The Pendulum Swings Back
“The net worth of Deccan Chronicle Holdings far exceeds its current outstanding. The loan outstanding and the overdue sums relate to payments that were due only in the last couple of months,” said Venkattram Reddy in a statement on August 2. “Deccan Chronicle’s value as a 75-year-old leading newspaper, the value of its fixed assets comprising land and buildings as well as plant and machinery at multiple locations, and the value of the Deccan Chargers IPL team far exceed the company’s debt.”
He and his brother are directly supervising the financial cleanup and rescue, leaving no asset un-mortgaged and no lenders uncalled. All efforts are being made to ensure that staffers are paid salaries on time, say insiders.
Meanwhile, Venkattram may well be experiencing a sense of déjà vu as he seeks to sell parts of his empire. After all, he spent the better part of the 1990s disposing of various businesses that his family owned. From soft drink bottling to power generation to aluminium foil manufacturing, he closed and sold everything in order to focus his resources on just the newspaper business.
That focus proved shortlived though. After Deccan Chronicle’s successful IPO, the group once again ventured into newer and completely unrelated businesses.
There was Odyssey, the bookstore chain it acquired for Rs 61 crore in 2005. In 2007, KPMG, as part of a study commissioned by Deccan Chronicle, projected that Odyssey’s revenues could reach Rs 323 crore and EBITDA profit margins of over 16 percent within just two years. The number of stores too was slated to go up from 19 to 173.
Two years later, Odyssey’s actual revenue was just Rs 80 crore and its profit margin less than 2 percent. At present the chain is down to its last six stores.
Sieger Solutions was another subsidiary set up in 2007 to perform the rather curious job of buying Deccan Chronicle’s own ad inventory and selling it to advertisers for a profit. It was also to be the vehicle for Deccan’s expansion into newer areas, like online advertising, online subscriptions and alternate media platforms.

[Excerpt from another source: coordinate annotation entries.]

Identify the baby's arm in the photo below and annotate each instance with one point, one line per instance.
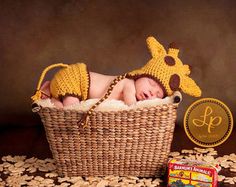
(129, 92)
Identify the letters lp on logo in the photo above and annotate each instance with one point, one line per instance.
(208, 122)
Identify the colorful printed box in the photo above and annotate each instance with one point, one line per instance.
(184, 172)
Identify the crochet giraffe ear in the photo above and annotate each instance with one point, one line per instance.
(155, 47)
(189, 86)
(173, 49)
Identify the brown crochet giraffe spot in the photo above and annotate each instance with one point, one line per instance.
(173, 45)
(174, 82)
(169, 60)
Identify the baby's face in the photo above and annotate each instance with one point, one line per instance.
(147, 88)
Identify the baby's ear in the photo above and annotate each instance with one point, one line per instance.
(155, 47)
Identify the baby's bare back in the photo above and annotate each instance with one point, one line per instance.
(100, 83)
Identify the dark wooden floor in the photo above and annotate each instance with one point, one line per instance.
(25, 135)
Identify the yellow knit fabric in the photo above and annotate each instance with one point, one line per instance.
(72, 80)
(167, 69)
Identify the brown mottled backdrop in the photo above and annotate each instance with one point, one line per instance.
(110, 37)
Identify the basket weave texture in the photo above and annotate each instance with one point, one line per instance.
(133, 142)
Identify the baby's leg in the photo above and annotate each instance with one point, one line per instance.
(70, 100)
(57, 103)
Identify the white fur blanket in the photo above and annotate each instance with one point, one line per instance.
(113, 105)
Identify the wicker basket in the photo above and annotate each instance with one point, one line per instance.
(133, 142)
(92, 143)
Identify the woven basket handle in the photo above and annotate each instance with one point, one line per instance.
(85, 118)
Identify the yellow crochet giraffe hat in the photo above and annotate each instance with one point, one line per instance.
(167, 69)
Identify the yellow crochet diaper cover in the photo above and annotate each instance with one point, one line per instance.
(72, 80)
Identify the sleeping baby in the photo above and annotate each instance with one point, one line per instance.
(161, 76)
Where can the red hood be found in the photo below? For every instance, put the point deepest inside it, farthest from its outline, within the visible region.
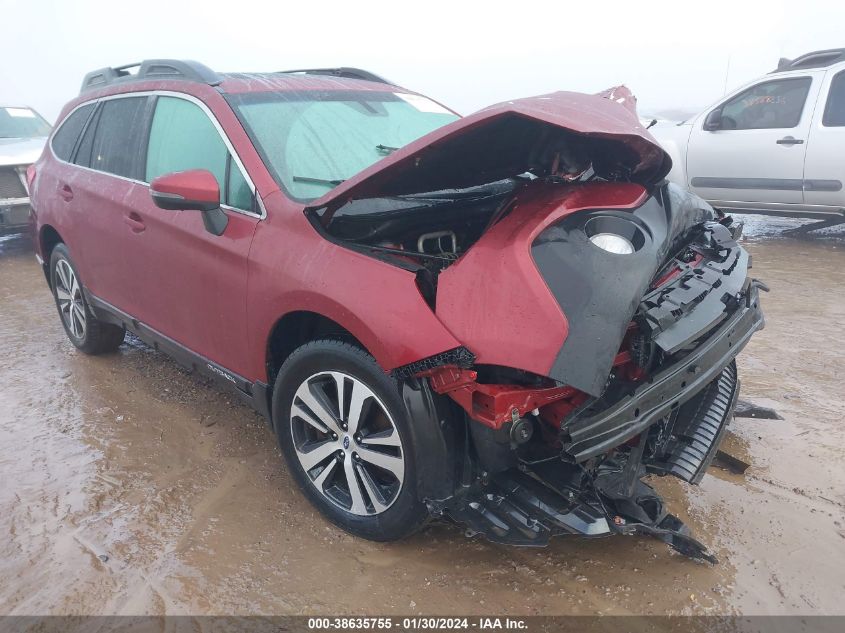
(512, 138)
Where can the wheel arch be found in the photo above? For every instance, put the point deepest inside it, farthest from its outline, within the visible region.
(48, 239)
(296, 328)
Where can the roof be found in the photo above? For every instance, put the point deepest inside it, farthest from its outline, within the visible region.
(816, 59)
(191, 71)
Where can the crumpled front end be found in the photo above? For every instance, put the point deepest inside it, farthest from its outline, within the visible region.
(643, 379)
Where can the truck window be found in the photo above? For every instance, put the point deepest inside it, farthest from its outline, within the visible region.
(768, 105)
(834, 111)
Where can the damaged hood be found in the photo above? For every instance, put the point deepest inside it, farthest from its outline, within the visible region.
(514, 137)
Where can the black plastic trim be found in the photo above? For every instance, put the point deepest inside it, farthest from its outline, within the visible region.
(668, 389)
(148, 70)
(254, 394)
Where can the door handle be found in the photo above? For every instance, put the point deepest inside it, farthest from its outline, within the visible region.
(134, 222)
(66, 192)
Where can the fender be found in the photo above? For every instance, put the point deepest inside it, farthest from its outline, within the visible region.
(378, 303)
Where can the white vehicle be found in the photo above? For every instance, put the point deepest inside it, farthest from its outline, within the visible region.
(23, 133)
(776, 145)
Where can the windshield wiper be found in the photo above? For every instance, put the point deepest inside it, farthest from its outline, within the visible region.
(317, 181)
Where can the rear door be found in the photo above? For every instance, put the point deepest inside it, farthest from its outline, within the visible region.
(192, 284)
(101, 193)
(756, 156)
(824, 170)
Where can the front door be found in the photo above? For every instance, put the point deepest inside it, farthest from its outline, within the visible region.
(191, 284)
(754, 151)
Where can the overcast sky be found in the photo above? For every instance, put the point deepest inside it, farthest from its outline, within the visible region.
(673, 55)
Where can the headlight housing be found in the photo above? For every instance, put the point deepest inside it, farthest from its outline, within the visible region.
(616, 234)
(611, 243)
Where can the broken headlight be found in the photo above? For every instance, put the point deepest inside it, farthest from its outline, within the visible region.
(614, 234)
(612, 243)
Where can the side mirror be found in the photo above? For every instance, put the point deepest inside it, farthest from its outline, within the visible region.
(713, 121)
(192, 190)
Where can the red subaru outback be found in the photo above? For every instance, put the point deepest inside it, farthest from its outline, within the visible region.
(507, 319)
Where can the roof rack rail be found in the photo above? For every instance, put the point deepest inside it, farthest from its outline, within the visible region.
(150, 69)
(816, 59)
(343, 71)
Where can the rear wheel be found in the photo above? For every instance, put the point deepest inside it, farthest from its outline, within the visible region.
(83, 328)
(345, 434)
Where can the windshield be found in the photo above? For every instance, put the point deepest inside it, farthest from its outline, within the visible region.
(313, 141)
(22, 123)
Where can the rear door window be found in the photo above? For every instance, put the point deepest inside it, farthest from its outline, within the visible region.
(65, 137)
(768, 105)
(117, 142)
(183, 137)
(834, 111)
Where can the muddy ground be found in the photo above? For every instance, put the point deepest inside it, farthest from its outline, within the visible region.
(130, 487)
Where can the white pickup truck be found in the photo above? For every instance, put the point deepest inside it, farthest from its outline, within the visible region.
(776, 145)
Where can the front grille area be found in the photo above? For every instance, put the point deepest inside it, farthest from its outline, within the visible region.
(11, 185)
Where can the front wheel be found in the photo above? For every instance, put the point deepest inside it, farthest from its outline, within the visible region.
(345, 434)
(83, 328)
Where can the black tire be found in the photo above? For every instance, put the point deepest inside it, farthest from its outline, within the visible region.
(406, 514)
(90, 335)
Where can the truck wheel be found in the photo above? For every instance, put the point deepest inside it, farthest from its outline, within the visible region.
(345, 435)
(84, 330)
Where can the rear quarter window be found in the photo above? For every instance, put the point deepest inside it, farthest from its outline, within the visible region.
(117, 142)
(66, 136)
(834, 111)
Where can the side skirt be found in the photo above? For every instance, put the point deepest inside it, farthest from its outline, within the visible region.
(255, 394)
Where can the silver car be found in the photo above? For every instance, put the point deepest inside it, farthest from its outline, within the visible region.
(23, 133)
(773, 146)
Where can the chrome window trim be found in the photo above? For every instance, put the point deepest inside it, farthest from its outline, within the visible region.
(262, 214)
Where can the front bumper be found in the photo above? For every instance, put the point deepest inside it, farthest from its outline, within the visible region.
(669, 388)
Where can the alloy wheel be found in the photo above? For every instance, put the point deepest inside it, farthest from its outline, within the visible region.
(69, 298)
(347, 443)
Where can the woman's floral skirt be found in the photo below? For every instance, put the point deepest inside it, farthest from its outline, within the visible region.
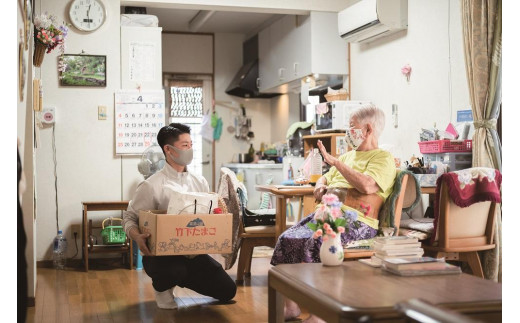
(296, 245)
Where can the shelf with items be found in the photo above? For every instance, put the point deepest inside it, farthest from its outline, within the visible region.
(334, 143)
(89, 244)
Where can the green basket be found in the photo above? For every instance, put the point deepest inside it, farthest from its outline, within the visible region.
(113, 234)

At one point in 2008, the company claimed it was in talks with the New York Times Company to sell a 5 percent stake in Sieger at an asking valuation of between Rs 1,500-1,800 crore. Sieger’s annual revenue at that point was Rs 71 crore which fell in the subsequent year to just Rs 44 crore.

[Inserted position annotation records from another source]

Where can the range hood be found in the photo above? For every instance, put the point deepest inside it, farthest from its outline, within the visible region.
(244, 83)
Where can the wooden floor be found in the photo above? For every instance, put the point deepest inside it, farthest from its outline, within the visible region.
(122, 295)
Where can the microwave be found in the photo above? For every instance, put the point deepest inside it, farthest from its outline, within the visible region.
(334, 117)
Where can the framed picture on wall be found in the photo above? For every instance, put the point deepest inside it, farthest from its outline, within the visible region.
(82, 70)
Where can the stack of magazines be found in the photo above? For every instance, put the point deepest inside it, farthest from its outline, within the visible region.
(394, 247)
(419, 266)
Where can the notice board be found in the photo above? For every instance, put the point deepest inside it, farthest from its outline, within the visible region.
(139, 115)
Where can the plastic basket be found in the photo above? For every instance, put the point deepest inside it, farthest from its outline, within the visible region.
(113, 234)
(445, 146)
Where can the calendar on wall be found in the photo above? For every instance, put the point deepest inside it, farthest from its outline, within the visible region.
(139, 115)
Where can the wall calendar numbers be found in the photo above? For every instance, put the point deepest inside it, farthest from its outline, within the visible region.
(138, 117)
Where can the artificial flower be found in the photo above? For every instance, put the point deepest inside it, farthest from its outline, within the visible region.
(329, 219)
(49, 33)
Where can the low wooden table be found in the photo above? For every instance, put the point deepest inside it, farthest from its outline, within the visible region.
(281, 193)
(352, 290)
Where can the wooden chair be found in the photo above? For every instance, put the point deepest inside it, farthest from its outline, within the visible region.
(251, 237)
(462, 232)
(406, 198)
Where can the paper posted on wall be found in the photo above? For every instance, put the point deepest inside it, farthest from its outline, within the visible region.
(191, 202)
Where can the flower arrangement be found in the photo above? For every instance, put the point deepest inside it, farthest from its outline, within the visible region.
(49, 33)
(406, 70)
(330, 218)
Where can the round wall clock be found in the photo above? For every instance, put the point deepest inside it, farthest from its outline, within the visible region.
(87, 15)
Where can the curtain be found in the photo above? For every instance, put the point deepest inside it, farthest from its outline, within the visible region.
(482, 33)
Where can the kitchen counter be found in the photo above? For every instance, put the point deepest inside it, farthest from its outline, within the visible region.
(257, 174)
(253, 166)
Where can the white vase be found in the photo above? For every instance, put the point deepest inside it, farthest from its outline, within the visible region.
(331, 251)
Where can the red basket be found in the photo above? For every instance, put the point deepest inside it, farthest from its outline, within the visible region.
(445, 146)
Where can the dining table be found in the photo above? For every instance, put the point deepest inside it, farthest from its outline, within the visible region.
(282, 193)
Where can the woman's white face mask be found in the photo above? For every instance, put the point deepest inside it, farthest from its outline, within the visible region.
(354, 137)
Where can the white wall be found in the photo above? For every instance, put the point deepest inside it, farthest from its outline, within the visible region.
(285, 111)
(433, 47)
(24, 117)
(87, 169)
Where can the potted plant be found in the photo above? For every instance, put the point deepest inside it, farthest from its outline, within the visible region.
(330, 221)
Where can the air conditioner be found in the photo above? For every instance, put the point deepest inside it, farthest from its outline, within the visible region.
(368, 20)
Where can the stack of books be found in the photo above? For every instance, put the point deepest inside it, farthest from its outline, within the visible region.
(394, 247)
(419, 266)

There were many others, including Asian Age, the newspaper headed by veteran journalist MJ Akbar, which Deccan in 2005 estimated would contribute between Rs 75-100 crore to its revenue within two years; two ventures in aviation, Aviotech, a chartered flight service, and Flyington Frieghters, a cargo airline; and Netlink, a software development company.

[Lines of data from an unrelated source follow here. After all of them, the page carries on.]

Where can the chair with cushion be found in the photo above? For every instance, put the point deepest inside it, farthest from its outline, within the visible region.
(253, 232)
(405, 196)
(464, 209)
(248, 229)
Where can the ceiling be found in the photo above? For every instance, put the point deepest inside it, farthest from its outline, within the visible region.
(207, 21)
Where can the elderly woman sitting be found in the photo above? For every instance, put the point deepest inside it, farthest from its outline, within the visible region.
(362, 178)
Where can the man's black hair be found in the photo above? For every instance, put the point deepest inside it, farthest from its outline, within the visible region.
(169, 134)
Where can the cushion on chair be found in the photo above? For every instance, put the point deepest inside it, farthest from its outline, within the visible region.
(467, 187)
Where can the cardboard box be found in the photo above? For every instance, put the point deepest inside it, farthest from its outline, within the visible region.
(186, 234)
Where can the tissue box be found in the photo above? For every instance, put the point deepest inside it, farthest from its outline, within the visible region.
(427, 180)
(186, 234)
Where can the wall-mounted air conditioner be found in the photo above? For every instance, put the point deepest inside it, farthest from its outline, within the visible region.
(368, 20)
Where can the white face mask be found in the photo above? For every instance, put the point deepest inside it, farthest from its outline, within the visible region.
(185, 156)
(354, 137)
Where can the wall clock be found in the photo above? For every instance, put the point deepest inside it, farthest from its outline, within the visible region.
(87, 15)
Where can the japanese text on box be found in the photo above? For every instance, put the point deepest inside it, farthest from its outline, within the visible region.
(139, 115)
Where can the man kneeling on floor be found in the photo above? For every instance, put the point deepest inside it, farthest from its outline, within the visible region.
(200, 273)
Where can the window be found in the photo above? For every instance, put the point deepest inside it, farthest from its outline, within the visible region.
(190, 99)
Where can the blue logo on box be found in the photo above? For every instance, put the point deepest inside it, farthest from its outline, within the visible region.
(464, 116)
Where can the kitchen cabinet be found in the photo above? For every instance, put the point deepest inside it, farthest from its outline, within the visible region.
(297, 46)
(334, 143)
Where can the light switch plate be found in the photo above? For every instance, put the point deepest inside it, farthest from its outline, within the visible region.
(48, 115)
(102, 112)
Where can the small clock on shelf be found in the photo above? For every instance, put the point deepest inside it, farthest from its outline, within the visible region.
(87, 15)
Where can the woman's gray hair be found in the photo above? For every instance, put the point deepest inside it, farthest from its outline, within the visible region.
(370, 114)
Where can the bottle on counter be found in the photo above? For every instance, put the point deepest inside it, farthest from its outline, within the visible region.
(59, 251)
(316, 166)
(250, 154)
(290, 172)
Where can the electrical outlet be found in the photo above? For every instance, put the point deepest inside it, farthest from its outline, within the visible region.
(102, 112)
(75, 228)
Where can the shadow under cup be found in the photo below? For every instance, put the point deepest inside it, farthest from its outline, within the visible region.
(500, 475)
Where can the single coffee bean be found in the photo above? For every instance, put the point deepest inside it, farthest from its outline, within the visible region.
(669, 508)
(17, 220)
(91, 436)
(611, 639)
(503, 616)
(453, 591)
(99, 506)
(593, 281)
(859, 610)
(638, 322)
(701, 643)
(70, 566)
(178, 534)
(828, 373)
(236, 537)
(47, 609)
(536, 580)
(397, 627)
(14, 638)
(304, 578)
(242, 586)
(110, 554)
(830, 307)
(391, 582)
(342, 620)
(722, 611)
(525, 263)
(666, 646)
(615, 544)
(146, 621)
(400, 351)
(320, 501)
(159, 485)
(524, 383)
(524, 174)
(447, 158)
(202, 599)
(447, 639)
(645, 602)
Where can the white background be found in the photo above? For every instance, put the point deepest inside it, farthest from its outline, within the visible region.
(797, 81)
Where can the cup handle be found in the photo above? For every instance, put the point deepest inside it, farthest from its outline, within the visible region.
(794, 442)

One by one, all of them have failed miserably and have had to be folded back into the parent company.
Besides, how long the Reddys can continue their circulation-driven growth strategy remains to be seen. They don’t have the money to keep printing tens of thousands of copies of newspapers in cities like Bangalore and Chennai where the readership doesn’t appear to be keeping up, nor are advertisers paying anywhere near the premium rates Deccan Chronicle had expected, according to the senior media buyer quoted earlier.
“I am used to battles. In Andhra, I was to be obliterated, first by The Hindu, then by Indian Express, followed by Newstime, and The Times of India, but I survived all that,” said Venkattram Reddy in a November 2005 story in Business Standard.
But no one told him that surviving his own decisions would be the toughest of all.